Her public statements only became more erratic and unpredictable from then on. When she released her next record, an all acoustic, live album MTV Unplugged No 2.0 it was filled with statements about her personal and artistic struggles. Rolling Stone panned it as a "public breakdown."

Silence, and then prison. Hill spent the next decade in self-imposed exile, "insulat[ing] my family from the climate of hostility, false entitlement, manipulation, racial prejudice, sexism and ageism that I was surrounded by," as she put it in a 2013 Tumblr post.

She gave a rare NPR interview in 2010, saying she had started to edge back towards music, sharing that her next record would feature even more singing. Before that record could begin, however, she was charged with failing to pay taxes on $1.6 million she earned from 2005 to 2007. She pleaded guilty in June 2012, and spent three months in a minimum security prison in Connecticut. 

The statements she released during this tax evasion period are filled with venom against the "media protected military industrial complex" and the IRS and institutional racism.  These meditations found their way into her music when she started to record again. On the eve of her release from prison she dropped "Consumerism," a four-minute blitzkrieg of rhymes that form a monolithic slab of political critique. "Messages like these," Hill wrote in a statement. "I imagine find their audience, or their audience finds them, like water seeking its level."

A new political sound. She's released a handful of similar tracks, including "Neurotic Society," a political rap over dissonant and percussive torrent of sound. After the news Ferguson broke in August 2014, she re-shared her 2012-penned track "Black Rage," saying, "Strange, the course of things. Peace for MO."

Source: Soundcloud

When she first shared the track in 2012, she asserted, "As artists, we have an opportunity to help the public evolve, raise consciousness and awareness, teach, heal, enlighten and inspire in ways the democratic process may not be able to touch. So we keep it moving." It seems to have become her new artistic mission. 

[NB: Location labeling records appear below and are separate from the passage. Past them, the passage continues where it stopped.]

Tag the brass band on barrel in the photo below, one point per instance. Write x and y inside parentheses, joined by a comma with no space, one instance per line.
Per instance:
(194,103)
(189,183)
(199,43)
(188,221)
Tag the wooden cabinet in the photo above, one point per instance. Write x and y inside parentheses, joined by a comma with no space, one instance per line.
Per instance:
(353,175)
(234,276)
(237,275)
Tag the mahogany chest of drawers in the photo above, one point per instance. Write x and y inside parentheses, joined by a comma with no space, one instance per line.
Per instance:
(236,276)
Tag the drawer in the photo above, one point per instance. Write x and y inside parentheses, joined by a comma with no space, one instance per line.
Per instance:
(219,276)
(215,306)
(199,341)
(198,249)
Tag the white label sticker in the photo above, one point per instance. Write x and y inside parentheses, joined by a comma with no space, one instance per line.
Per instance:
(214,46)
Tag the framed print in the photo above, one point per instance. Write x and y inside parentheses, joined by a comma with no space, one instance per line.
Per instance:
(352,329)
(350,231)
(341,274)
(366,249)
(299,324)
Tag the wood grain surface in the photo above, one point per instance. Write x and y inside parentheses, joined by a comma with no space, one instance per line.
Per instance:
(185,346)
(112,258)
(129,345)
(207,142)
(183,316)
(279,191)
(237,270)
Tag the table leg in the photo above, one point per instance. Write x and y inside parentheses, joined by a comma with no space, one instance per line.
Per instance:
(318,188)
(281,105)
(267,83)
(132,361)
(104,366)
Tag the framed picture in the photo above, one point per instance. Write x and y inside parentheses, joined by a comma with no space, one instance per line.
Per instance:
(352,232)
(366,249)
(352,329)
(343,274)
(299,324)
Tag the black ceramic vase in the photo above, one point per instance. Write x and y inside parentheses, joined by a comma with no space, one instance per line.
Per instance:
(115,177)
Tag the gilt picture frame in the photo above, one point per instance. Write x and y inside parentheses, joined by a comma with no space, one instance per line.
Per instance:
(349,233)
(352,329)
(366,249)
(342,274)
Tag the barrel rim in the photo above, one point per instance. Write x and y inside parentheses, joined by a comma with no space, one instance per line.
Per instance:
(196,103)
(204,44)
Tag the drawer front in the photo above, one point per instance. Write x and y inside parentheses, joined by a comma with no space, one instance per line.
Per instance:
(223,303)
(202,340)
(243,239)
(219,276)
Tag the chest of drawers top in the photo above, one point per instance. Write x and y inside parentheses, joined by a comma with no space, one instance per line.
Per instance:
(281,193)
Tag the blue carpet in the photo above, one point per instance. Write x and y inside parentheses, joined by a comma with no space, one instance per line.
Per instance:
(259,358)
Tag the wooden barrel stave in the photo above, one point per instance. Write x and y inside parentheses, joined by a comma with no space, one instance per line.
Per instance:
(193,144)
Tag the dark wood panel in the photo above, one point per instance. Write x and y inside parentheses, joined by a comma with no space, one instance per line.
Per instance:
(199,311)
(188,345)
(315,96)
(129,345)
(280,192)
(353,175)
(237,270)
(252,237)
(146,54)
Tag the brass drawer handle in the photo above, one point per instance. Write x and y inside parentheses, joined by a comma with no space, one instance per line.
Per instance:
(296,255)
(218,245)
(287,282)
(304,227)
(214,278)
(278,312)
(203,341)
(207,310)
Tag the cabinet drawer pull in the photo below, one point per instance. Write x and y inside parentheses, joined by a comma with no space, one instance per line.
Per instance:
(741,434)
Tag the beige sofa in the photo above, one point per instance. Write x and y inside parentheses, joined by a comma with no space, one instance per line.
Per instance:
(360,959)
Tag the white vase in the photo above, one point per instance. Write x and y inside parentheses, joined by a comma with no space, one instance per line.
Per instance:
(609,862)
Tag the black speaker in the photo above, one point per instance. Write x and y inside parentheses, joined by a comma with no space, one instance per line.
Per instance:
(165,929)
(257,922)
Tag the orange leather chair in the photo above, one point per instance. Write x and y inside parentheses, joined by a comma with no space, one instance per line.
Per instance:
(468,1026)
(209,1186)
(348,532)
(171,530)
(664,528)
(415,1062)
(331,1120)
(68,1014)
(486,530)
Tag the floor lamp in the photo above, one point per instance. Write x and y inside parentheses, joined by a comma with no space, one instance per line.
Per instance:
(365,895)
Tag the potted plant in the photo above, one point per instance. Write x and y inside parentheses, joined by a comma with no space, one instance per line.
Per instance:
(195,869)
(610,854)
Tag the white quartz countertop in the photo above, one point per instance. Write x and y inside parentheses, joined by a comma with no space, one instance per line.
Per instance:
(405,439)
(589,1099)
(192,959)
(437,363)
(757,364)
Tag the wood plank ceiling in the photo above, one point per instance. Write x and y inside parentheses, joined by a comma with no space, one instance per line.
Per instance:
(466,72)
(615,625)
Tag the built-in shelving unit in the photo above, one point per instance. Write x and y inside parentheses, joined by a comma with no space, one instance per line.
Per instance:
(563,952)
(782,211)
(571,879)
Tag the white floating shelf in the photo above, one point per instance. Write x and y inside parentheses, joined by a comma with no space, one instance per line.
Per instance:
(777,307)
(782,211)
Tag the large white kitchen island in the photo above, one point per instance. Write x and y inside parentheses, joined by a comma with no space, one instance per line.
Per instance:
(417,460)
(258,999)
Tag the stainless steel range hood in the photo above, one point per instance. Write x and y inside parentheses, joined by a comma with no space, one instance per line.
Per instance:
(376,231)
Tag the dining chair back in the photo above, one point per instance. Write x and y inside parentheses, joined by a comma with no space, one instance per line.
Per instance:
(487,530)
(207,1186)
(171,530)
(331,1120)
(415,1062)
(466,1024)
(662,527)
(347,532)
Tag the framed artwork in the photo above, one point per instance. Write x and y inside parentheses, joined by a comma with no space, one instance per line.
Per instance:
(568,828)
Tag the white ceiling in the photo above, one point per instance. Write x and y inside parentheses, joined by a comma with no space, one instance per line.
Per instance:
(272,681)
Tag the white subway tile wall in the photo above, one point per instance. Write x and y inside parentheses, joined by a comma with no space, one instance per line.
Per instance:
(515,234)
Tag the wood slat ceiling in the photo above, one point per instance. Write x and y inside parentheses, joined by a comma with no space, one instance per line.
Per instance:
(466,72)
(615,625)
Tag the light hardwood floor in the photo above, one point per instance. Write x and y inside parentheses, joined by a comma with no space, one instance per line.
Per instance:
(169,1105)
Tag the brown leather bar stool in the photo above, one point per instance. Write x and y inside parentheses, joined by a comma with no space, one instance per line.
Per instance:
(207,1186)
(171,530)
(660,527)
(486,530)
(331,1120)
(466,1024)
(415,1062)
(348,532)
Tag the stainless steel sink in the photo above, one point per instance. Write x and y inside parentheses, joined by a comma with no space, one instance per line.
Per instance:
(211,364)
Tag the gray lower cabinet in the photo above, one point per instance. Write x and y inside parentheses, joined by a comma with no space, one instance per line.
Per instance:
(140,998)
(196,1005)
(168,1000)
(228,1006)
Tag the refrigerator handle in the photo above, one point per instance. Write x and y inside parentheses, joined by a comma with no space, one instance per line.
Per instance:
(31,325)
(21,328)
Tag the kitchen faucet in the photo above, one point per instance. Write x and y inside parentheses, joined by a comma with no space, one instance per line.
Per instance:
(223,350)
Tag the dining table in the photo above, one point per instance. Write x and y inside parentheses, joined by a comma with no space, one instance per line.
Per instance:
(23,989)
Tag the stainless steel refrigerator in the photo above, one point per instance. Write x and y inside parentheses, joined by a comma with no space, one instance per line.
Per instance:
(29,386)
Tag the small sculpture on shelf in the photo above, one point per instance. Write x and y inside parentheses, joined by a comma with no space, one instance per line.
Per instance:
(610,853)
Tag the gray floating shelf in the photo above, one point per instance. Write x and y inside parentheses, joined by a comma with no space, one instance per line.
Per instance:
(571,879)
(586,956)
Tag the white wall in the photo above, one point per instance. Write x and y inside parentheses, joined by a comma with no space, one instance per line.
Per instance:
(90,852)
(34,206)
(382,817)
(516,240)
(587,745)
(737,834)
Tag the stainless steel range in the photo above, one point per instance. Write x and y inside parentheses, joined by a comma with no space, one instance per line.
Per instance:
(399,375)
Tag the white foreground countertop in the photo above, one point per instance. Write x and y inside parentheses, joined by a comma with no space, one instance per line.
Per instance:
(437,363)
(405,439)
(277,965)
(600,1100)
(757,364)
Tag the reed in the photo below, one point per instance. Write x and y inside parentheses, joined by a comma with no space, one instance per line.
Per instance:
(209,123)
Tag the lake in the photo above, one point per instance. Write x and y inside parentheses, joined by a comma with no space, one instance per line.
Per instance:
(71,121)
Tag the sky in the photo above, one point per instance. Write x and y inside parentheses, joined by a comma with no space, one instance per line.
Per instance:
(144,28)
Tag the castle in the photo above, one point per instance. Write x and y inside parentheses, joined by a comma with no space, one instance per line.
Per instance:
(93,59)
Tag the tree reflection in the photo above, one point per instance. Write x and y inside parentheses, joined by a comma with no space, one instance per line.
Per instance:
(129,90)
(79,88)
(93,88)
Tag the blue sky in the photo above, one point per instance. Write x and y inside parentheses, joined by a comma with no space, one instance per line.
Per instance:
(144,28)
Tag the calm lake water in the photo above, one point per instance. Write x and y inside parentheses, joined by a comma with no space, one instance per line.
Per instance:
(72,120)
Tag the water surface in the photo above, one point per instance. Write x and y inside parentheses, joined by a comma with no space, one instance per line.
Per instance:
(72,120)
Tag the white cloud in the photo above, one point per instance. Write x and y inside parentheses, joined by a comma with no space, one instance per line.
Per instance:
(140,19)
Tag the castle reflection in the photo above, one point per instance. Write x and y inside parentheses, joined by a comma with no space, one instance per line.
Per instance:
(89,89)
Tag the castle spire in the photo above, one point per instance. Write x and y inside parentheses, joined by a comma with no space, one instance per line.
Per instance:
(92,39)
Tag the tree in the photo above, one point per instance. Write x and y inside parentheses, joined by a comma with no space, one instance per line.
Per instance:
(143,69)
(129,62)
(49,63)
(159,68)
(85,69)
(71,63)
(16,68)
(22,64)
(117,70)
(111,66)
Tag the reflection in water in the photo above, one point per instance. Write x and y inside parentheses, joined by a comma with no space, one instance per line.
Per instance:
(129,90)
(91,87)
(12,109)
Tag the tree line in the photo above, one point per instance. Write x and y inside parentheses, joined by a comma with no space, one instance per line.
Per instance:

Hill's recent music has little of the same serenely beautiful qualities that made Miseducation the rapturous listen it is. But she's already nailed that sound; she's got to keep moving. Her new music is dark, challenging, often angry. But it feels as insightful and vital as it was in 1998. No one knows when her next album will drop, but whenever it does, it will showcase a radical new Lauryn Hill. And it will likely do what all her music has done: Expand our culture into entirely new territories. One thing is for sure, though — the Lauryn Hill of now is not the same artist who made Miseducation. That might be a good thing.